Anna Jewell, directrice des services, de la recherche et de l'innovation chez Pancreatic Cancer UK, a qualifié les résultats d'« excitants ».

« En bloquant l'activité des mutations Kras, ce médicament, le daraxonrasib, a montré qu'il améliorait la survie des personnes atteintes d'un cancer du pancréas avancé. Les patients ont gagné des mois de temps précieux supplémentaires avec leurs proches. »

Mais la prochaine étape sera de s'assurer que ces types de médicaments soient disponibles pour les patients, a-t-elle déclaré. « Malheureusement, la moitié des personnes atteintes d'un cancer du pancréas meurent dans les trois mois suivant le diagnostic. Plus de temps avec les personnes que nous aimons le plus est vraiment inestimable. Nous devons faire tout notre possible pour que les traitements les plus prometteurs soient disponibles. »

Les experts à Chicago ont également déclaré au Guardian que, comme les gènes Ras sont également à l'origine d'autres cancers, il y a de l'espoir pour des avancées dans d'autres domaines. Des médicaments similaires sont actuellement testés pour les cancers du poumon et du côlon, ont-ils dit.

**Foire aux questions**

Voici une liste de questions fréquemment posées basées sur l'actualité selon laquelle un comprimé quotidien peut doubler le temps de survie pour le cancer le plus mortel au monde.

**Questions de niveau débutant**

**Q : De quel comprimé quotidien tout le monde parle-t-il ?**
R : Il s'agit d'un nouveau type de traitement contre le cancer pris une fois par jour. Dans un essai récent, il a été démontré qu'il aidait les personnes atteintes d'une forme très agressive de cancer du poumon à vivre deux fois plus longtemps qu'avec un traitement standard.
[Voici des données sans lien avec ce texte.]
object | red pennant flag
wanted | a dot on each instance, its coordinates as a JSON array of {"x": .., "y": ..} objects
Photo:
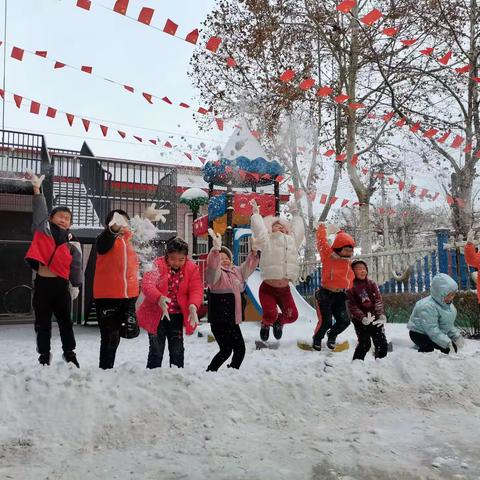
[
  {"x": 324, "y": 91},
  {"x": 170, "y": 27},
  {"x": 121, "y": 7},
  {"x": 85, "y": 4},
  {"x": 147, "y": 97},
  {"x": 341, "y": 98},
  {"x": 370, "y": 18},
  {"x": 219, "y": 122},
  {"x": 18, "y": 100},
  {"x": 51, "y": 112},
  {"x": 192, "y": 37},
  {"x": 457, "y": 141},
  {"x": 444, "y": 137},
  {"x": 146, "y": 15},
  {"x": 430, "y": 133},
  {"x": 287, "y": 75},
  {"x": 213, "y": 44},
  {"x": 307, "y": 84},
  {"x": 34, "y": 107},
  {"x": 390, "y": 31},
  {"x": 17, "y": 53},
  {"x": 446, "y": 58},
  {"x": 346, "y": 6}
]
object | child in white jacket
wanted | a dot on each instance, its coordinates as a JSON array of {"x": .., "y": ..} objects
[{"x": 279, "y": 241}]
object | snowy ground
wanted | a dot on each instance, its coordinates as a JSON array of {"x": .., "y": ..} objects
[{"x": 284, "y": 415}]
**Q : Quel est le cancer le plus mortel au monde ?**
R : Cela fait référence au cancer du poumon, plus précisément à un type appelé cancer du poumon à petites cellules. Il est responsable du plus grand nombre de décès par cancer dans le monde car il se propage souvent rapidement et est difficile à traiter.

**Q : Ce comprimé guérit-il le cancer ?**
R : Non, il ne le guérit pas. Mais il prolonge significativement le temps de survie, ce qui signifie que les personnes vivent plus longtemps en prenant le comprimé par rapport à celles qui ne l'ont pas pris.

**Q : Ce comprimé est-il disponible maintenant ?**
R : Pas encore pour tout le monde. Il est actuellement en cours d'examen par les autorités sanitaires comme la FDA. Il pourrait devenir disponible comme traitement sur ordonnance dans l'année à venir, selon les approbations.

**Q : Qui peut prendre ce comprimé ?**
R : L'essai s'est concentré sur les patients atteints d'un cancer du poumon à petites cellules au stade extensif. Il n'est pas destiné à tous les cancers du poumon ni à la prévention ; il est destiné aux personnes déjà diagnostiquées avec ce type spécifique.

**Questions de niveau intermédiaire**

**Q : Comment fonctionne ce comprimé ?**
R : C'est un type de médicament appelé inhibiteur de PARP. Il bloque une enzyme de réparation dont les cellules cancéreuses ont besoin pour réparer leur ADN endommagé. Sans cette réparation, les cellules cancéreuses meurent tandis que les cellules saines sont moins affectées.

**Q : Quels ont été les résultats réels de l'essai ?**
R : Les personnes ayant pris le comprimé ont vécu une médiane d'environ 12 mois, contre environ 6 mois pour celles ayant reçu une chimiothérapie standard seule. Cela représente un doublement du temps de survie médian. Certains patients ont vécu encore plus longtemps.